Nadia (nombre ficticio), es una menor de 16 años, reagrupada hace dos en una familia reconstituida, tras años de no ver a su padre. Absentismo escolar, compañías de riesgo, consumos y fuerte conflicto entre padre e hija, con fugas de casa, algunas muy prolongadas, y súbitas reconciliaciones.
El padre demanda que nos hagamos cargo de la hija, pues ya no puede más y por su culpa ha perdido tres trabajos. La menor, que reconoce conductas de riesgo, declara sufrir el rechazo de su padre y demanda apoyo para entrar en una formación profesional básica, además de aceptar acompañamiento a planificación familiar.
Nuestra intervención progresa a saltos, con avances y retrocesos, bloqueos e interrupciones.
En un momento dado, el padre declara haber resuelto el problema por su cuenta solicitando a un juez la emancipación de su hija y reprochándonos amargamente el haber defraudado su confianza. Los distintos profesionales coincidimos en la gravedad del caso y las dificultades para la intervención... La menor, en cambio, me dice que ahora que ya no vive con su padre por fin es feliz y se encuentra muy bien...
¡Qué tan distinto diagnóstico!
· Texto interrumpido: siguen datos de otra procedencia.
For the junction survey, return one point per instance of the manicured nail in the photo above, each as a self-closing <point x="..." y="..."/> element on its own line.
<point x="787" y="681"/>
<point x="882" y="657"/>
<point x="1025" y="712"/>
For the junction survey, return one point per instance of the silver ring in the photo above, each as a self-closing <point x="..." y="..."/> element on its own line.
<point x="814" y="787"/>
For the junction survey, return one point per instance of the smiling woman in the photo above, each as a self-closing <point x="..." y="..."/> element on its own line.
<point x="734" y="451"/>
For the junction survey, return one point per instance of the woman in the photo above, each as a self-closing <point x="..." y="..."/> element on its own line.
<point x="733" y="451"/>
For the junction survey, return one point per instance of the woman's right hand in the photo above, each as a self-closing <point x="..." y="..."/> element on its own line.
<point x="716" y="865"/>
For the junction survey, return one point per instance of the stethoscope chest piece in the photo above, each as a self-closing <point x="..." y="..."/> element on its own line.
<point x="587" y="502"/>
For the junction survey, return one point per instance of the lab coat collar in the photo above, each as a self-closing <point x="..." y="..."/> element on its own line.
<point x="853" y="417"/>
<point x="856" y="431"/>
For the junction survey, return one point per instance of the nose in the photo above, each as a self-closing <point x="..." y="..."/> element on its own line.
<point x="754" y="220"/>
Y qué diferente el pronóstico en cada caso. ¿Pero cuál está en lo cierto? Rabia, preocupación, alegría. Porque las tres son igualmente reales, en tanto corresponden a percepciones vividas y generan distintas expectativas y respuestas. ¿Y cómo alcanzar una visión compartida, establecer objetivos comunes, garantizar el interés superior del menor? Porque sólo al aceptar la visión que tiene el otro del problema podemos tener su atención y confianza, de modo que seamos capaces de ser útiles y ayudarles a resolver su problema.
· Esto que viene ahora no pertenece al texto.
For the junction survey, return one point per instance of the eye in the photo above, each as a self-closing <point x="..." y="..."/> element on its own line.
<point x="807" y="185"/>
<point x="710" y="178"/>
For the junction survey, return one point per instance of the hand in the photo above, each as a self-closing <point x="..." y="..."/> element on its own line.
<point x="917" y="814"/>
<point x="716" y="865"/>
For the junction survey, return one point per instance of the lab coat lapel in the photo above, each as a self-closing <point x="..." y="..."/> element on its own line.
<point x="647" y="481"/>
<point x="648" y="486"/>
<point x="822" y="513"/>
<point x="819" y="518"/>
En el plano de la relación tenemos a un padre demandante (viene a plantear una queja o demanda) y a una hija visitante (viene porque alguien le trae), en la clasificación de Steve de Shazer, a diferencia del comprador (que viene con un objetivo preciso y está dispuesto a hacer algo para lograrlo). Y mi fallo, en este caso, ha estado en la dificultad de aceptar la visión de padre, lo cual ha repercutido en una mala relación con él y en una buena con la hija, en una falta de confianza en el primer caso y en una buena aunque frágil relación educativa con la hija.